Kylin found that there was a shifting of the potassium-calcium quotient in favor of potassium in essential hypertension and was able, by calcium injections, to make good the calcium depletion and thereby lower the hypertension. Other investigators also are of the opinion that calcium is most logically indicated in essential hypertension. They base their arguments on one or both of two premises:
1. Calcium is antagonistic towards guanidine. Guanidine is believed to be a very important factor in the pathogenesis of increased arterial tension, and the neutralization of this toxic substance by calcium paves the way for a removal of the tension.

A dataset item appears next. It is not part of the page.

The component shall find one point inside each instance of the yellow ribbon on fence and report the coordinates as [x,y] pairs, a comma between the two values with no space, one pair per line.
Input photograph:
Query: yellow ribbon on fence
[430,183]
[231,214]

2. Calcium has been known for quite a while to have a depressing effect upon sympathetic tonus and is believed by many clinicians to be heightened in essential hypertension. Therefore, the administration of calcium, which decreases the abnormal sympathetic tonus, also depresses the hypertension.
By Edward Podolsky, MD. Reprinted from the Illinois Medical Journal, August 1939, by the Lee Foundation for Nutritional Research.